MicrosoftDocs / azure-docs

Open source documentation of Microsoft Azure
https://docs.microsoft.com/azure
Creative Commons Attribution 4.0 International
10.27k stars 21.46k forks source link

Column Level visibility when auto-process is enabled #20324

Closed kumaranpravin closed 5 years ago

kumaranpravin commented 5 years ago

If the pre-process is set to True, i know there are some pre-processing steps applied to the columns. In my case, I have a date column and the result shows there are totally 73 features that are derived from it. Is there any way, where can i see the underlying transformation (ie) i wanted all the 73 features and how they are derived?


Document Details

Do not edit this section. It is required for docs.microsoft.com ➟ GitHub issue linking.

YutongTie-MSFT commented 5 years ago

@kumaranpravin Thanks for the feedback! I have assigned the issue to the content author to investigate further and update the document as appropriate.

@nacharya1 Hi, do we have any document about the visibility? Or if there anyway to do that? Thanks.

nacharya1 commented 5 years ago

@kumaranpravin, I am looking into this request.

nacharya1 commented 5 years ago

@kumaranpravin when preprocessing is turned on the following processing occurs. With transformers working together you are observing the 73 features being created. These will aid the accuracy and performance of the model.

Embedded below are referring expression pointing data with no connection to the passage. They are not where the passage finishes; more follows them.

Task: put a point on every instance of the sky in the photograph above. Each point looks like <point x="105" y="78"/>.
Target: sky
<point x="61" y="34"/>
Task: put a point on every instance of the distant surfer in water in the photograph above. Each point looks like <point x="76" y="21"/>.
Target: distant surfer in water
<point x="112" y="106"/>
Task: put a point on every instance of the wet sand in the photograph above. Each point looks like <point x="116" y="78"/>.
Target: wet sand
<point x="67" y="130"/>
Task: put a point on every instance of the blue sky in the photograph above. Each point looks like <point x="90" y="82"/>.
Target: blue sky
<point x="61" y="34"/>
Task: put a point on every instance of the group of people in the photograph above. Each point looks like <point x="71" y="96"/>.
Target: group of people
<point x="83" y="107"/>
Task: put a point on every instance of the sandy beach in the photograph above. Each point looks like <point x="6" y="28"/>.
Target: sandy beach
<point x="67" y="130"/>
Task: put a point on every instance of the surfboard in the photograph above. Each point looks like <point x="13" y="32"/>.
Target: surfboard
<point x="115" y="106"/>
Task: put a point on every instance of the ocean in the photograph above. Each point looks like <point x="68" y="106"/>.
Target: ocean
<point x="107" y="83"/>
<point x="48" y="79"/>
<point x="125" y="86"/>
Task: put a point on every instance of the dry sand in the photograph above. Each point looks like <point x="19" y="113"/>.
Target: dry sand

  1. Dropping high cardinality or no variance features o Features with no useful information are dropped from training and validation sets. These include features with all values missing, same value across all rows or with extremely high cardinality (e.g., hashes, IDs or GUIDs).
  2. Missing value imputation o For numerical features, missing values are imputed with average of values in the column. o For categorical features, missing values are imputed with most frequent value.
  3. Generating additional features o For DateTime features: Year, Month, Day, Day of week, Day of year, Quarter, Week of the year, Hour, Minute, Second. o For Text features: Term frequency based on bi-grams and tri-grams, Count vectorizer.
  4. Transformations and encodings o Numeric features with very few unique values are transformed into categorical features.
kumaranpravin commented 5 years ago

@nacharya1 I understand that there are some preprocessing techniques handled when pre-process condition is flagged to true. But i wanted to somehow find all the converted features. Let's say i'm using the classification model, if i wanted to show the feature importance i guess at this time it displays by column_1, column_2 etc. But i feel it could be better if there is a way to uncover the feature names instead of using the names like column_1...column_73 etc.

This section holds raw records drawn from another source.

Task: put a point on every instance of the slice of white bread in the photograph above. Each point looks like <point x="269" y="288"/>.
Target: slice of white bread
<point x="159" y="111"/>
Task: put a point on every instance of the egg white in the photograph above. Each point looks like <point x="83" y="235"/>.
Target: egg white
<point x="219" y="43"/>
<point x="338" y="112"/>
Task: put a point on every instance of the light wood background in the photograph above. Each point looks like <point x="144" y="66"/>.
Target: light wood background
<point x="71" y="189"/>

nacharya1 commented 5 years ago

@kumaranpravin, we do not expose these details today, we are working on providing more insight to preprocessing. We plan to share more details in the new year.

kumaranpravin commented 5 years ago

@nacharya1 Thanks for the info, Do you have any estimate time for this?. I needed it very urgently.

nacharya1 commented 5 years ago

@kumaranpravin. We are working on this with a high priority, we don't have any further details to share at this time.

YutongTie-MSFT commented 5 years ago

@kumaranpravin We will now proceed to close this thread. If there are further questions regarding this matter, please tag me in your reply. We will gladly continue the discussion and we will reopen the issue.